SP prediction is fundamentally important as it impacts on other features such as transmembrane topology [5], subcellular localization [6,7], structure modeling and prediction [8], assignment of putative functions to novel proteins and identification of putative cleavage sites in database annotation [9], to name a few examples. Most importantly, the systematic functional annotation of biological sequences using Gene Ontology (GO) [10] requires a precise knowledge of the subcellular localization, where SP prediction has a fundamental input. Some of these prediction tools have been applied with varying degrees of success in genome-wide studies for the discovery of novel secretory proteins or large-scale analyses. Examples include the application in the large-scale Secreted Protein Discovery Initiative (SPDI) which sought to discover novel human secretory and transmembrane proteins in human [11]; identification of secreted proteins in 225 bacterial proteomes [12] and parasitic nematodes [13,14] and genomic analysis of the SARS-associated Tor2 isolate coronavirus [15]. Likewise, tools such as SignalP [16] are employed in the annotation of database sequence entries in which experimental evidence is lacking. SP prediction tools can be useful for locating homologous sequences or predicting the correct start codon since SPs are situated at the N-terminal of proteins [17].

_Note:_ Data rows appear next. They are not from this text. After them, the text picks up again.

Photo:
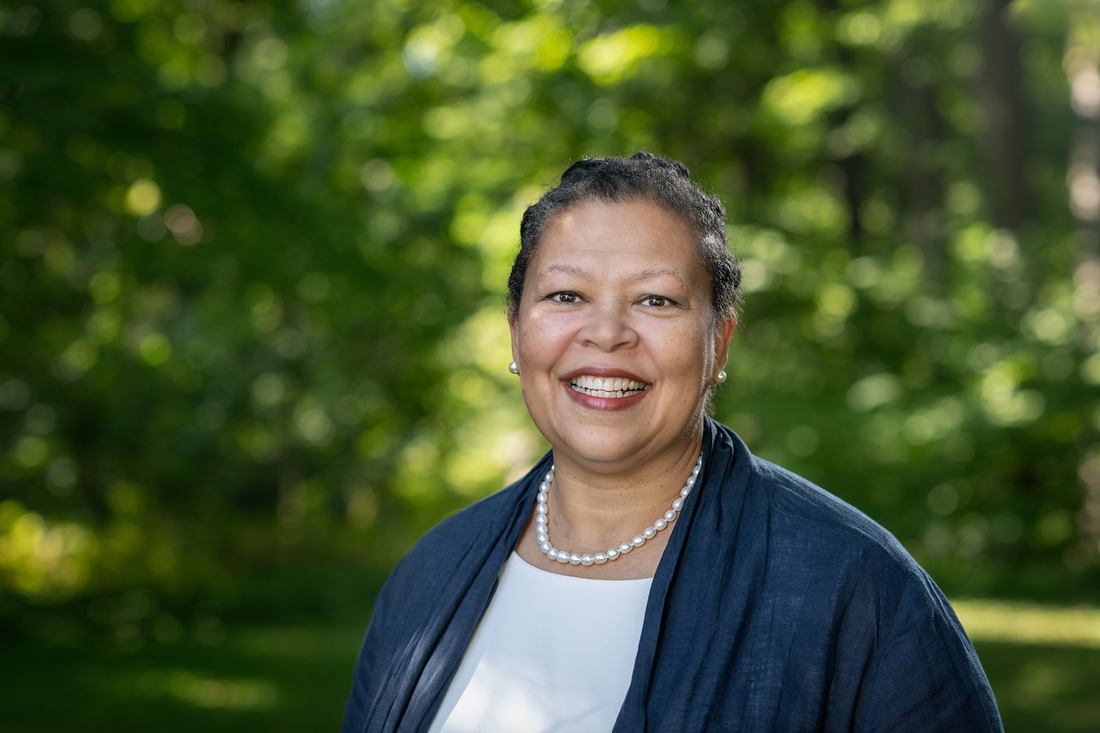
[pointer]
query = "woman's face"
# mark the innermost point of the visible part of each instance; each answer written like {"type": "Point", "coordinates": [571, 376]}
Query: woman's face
{"type": "Point", "coordinates": [615, 337]}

Additional file 1 shows a list of SP prediction tools that are publicly available, with the year the tool was first released, methodology and three datasets covered: eukaryotes (Euk), Gram-positive (Gpos) and Gram-negative (Gneg). Earlier reviews [18] and [19] on SP prediction have focussed on comparisons of the machine learning techniques used, rather than evaluating the results of these methods. Except for the two benchmark studies by Meene et al. [9] in 2000 and Zhang and Henzel [20] in 2004, which were carried out solely to benchmark the various SP prediction tools available at that time, the majority of the comparison studies were conducted during the development of their respective prediction tool [5,16,17,21-30]. Often, such assessments involved only a subset of the prediction tools that are available or they were tested on a subset of sequences. For instance, the evaluation by Klee and Ellis [31] involved only a subset of the eukaryotic sequences and compared mainly four of the available programs, while Bagos et al. [32] evaluated a mix of putative and experimentally verified archaeal SPs. Furthermore, different datasets were used in the evaluation of some of these prediction tools, thus making it extremely difficult to engage in a fair comparison. In some cases, the performance indicators reported actually differ in the aspects that they were investigating (e.g. discrimination of SP or non-SP proteins OR/AND identification of the cleavage site) [28].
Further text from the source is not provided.